Earlier this week, I awoke to another “project” from my husband. He had cut the basil and left quite a pile of it on the counter for me.
One of the quickest ways that I know to use basil is to make pesto. I was going to make a bunch of regular pesto to freeze, but I had two jars of sun-dried tomatoes to use up in the fridge (another recipe coming soon to use up the other jar). I have bought sun-dried tomato pesto in the past, but reading the ingredient list on some of them scares me. So, my mind was made up. I was going to try making it for the first time. This version turned out great and I even found my husband eating it straight out of the bowl.
MAKES APPROX. 1 CUP
– 1 jar (270ml) of sun-dried tomatoes, packed in oil (1 cup drained)
– 1 cup basil, packed
– 2 Tbsp. nutritional yeast
– 2 cloves of garlic, minced
– 1/4 cup pine nuts
– 1/3 cup olive oil
– 1/2 tsp. salt
1. Lightly toast the pine nuts.
2. Drain and rinse the sun-dried tomatoes.
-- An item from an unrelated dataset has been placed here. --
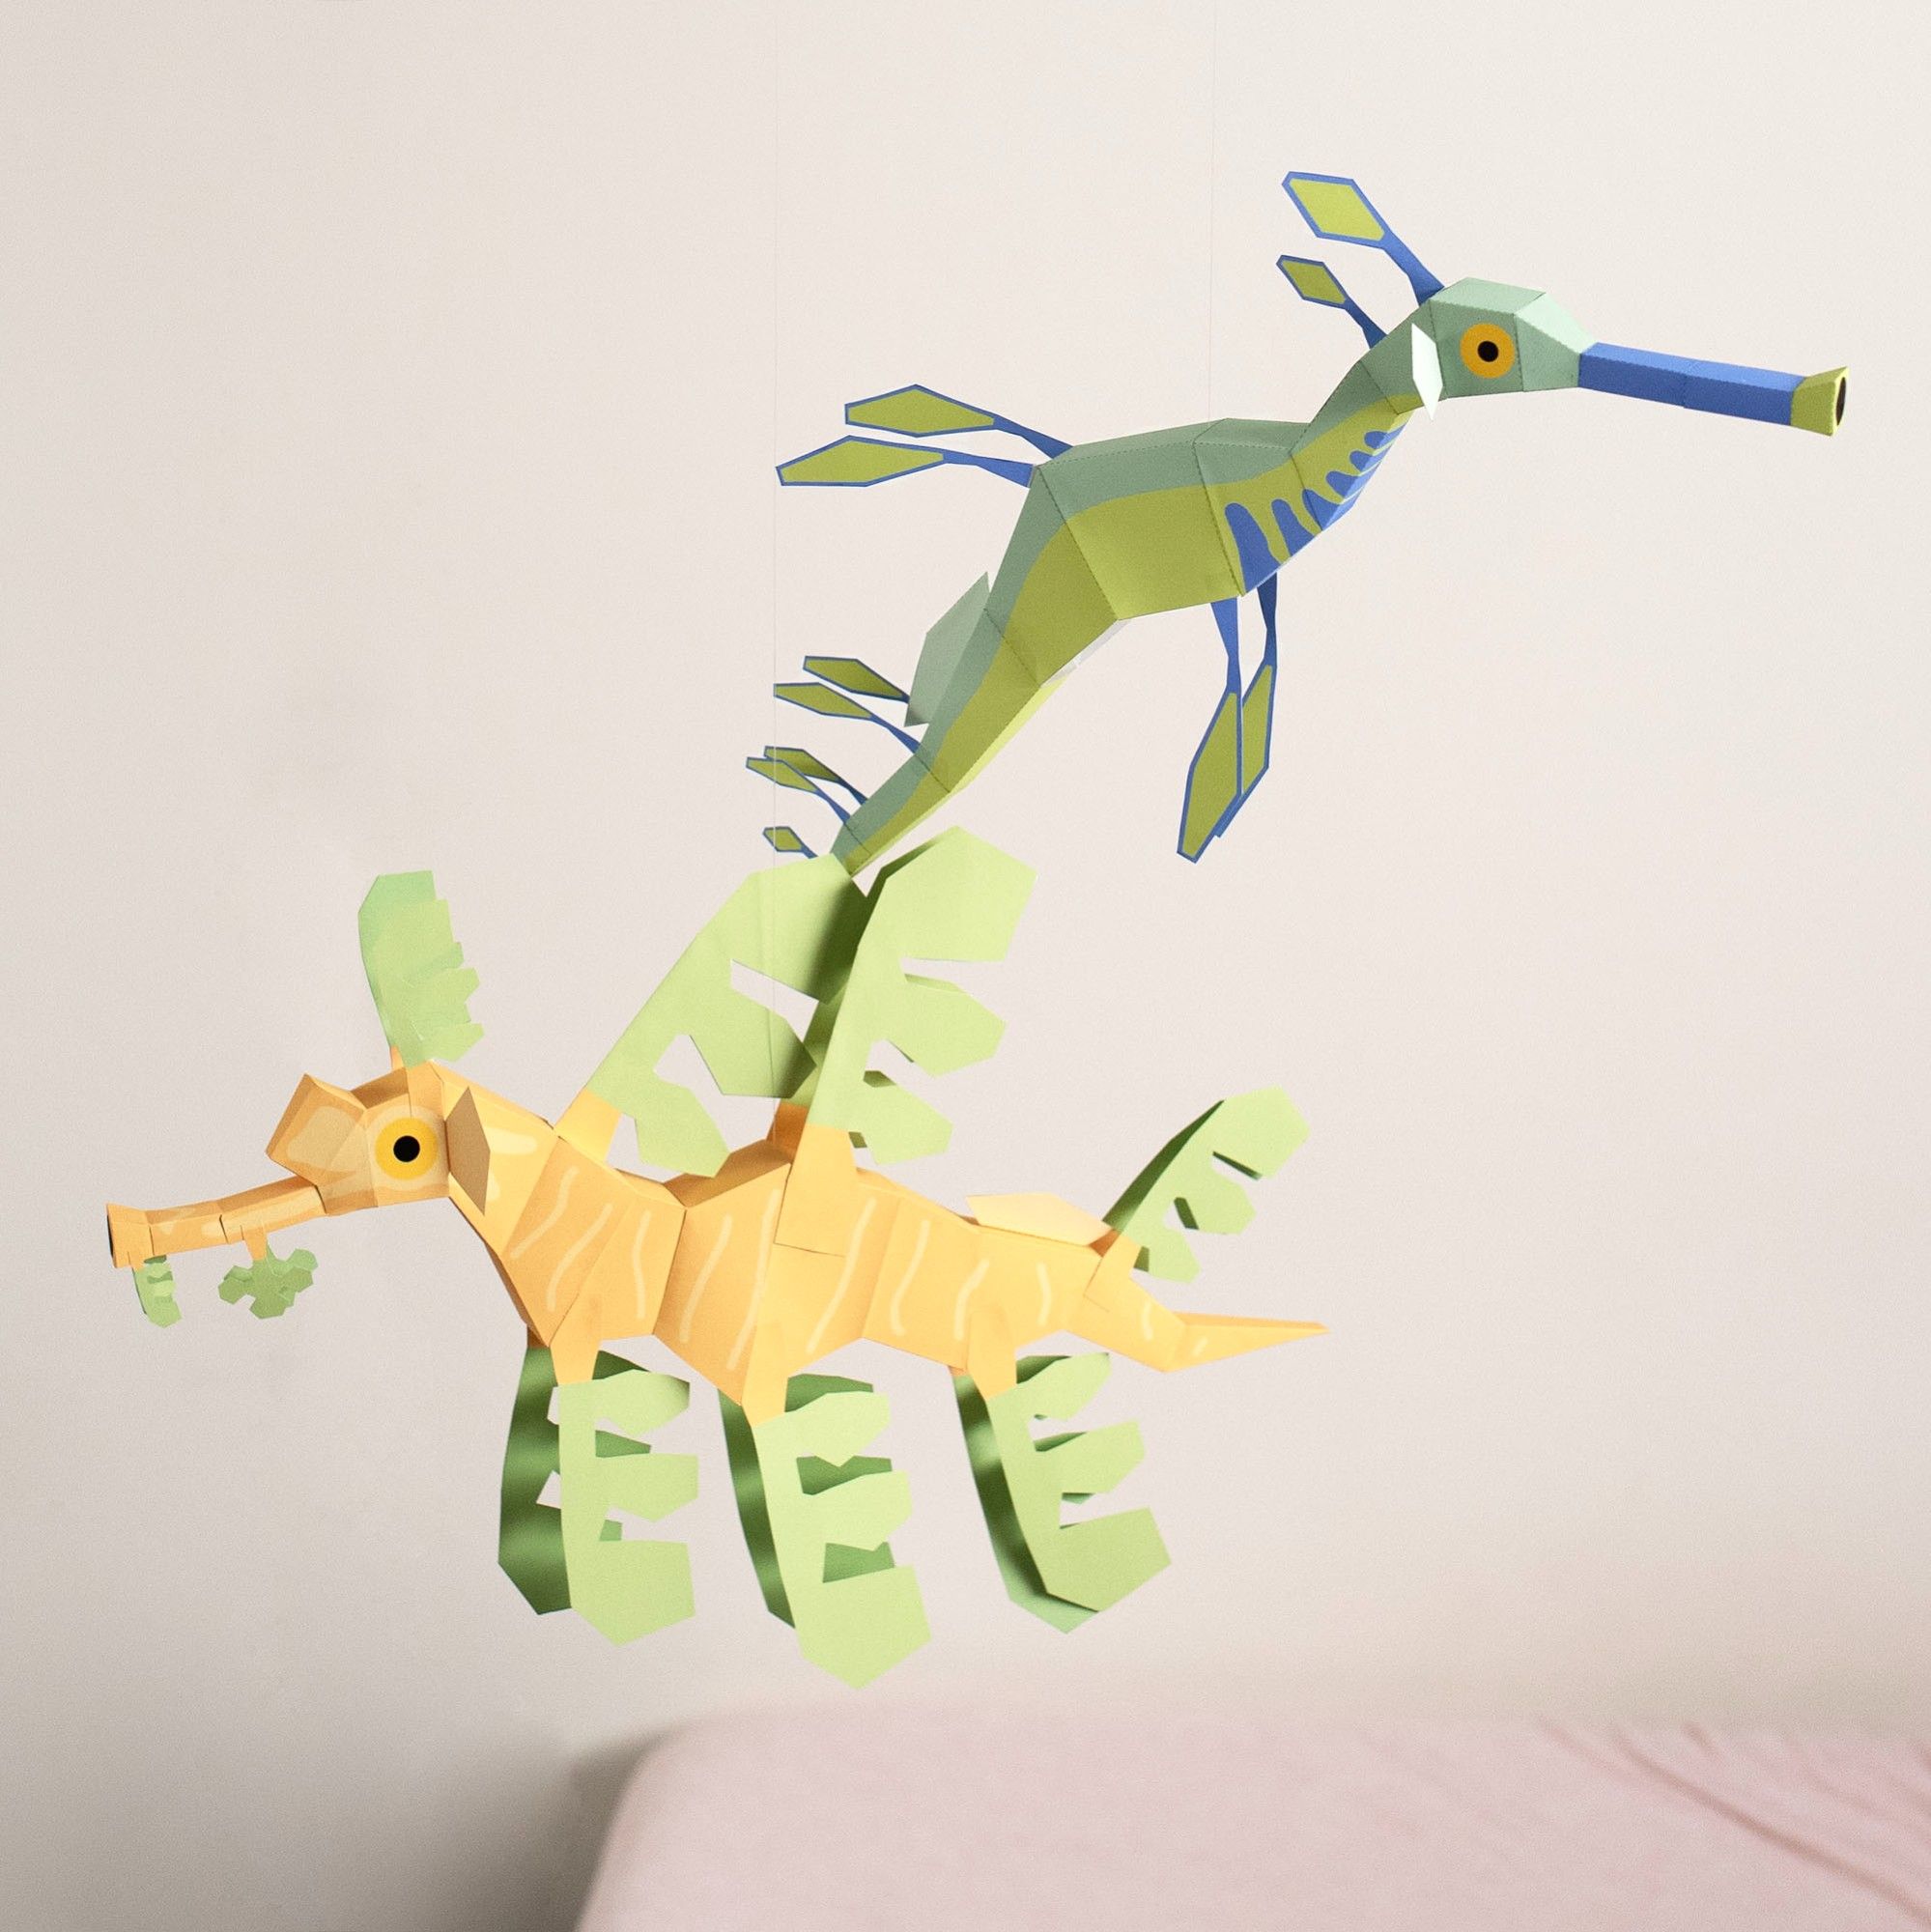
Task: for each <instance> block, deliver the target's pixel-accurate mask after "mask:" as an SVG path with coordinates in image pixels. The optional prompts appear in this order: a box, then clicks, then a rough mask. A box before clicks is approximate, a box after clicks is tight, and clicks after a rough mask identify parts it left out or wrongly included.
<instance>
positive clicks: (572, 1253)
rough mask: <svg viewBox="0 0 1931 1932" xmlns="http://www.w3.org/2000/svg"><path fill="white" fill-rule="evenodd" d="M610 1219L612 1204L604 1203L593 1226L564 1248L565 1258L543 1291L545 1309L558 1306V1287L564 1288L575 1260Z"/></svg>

If they aren’t already sliced, roughly slice them.
3. Rinse and destem the basil.
4. Combine all ingredients into a food processor. Lightly pulse the ingredients. You do not want to blend the pesto since it won’t have the same texture and colour.
5. Serve. I liked this pesto on pizza or spread on a crusty bread. You can serve it on pasta (you can thin it out with some of the pasta water or olive oil).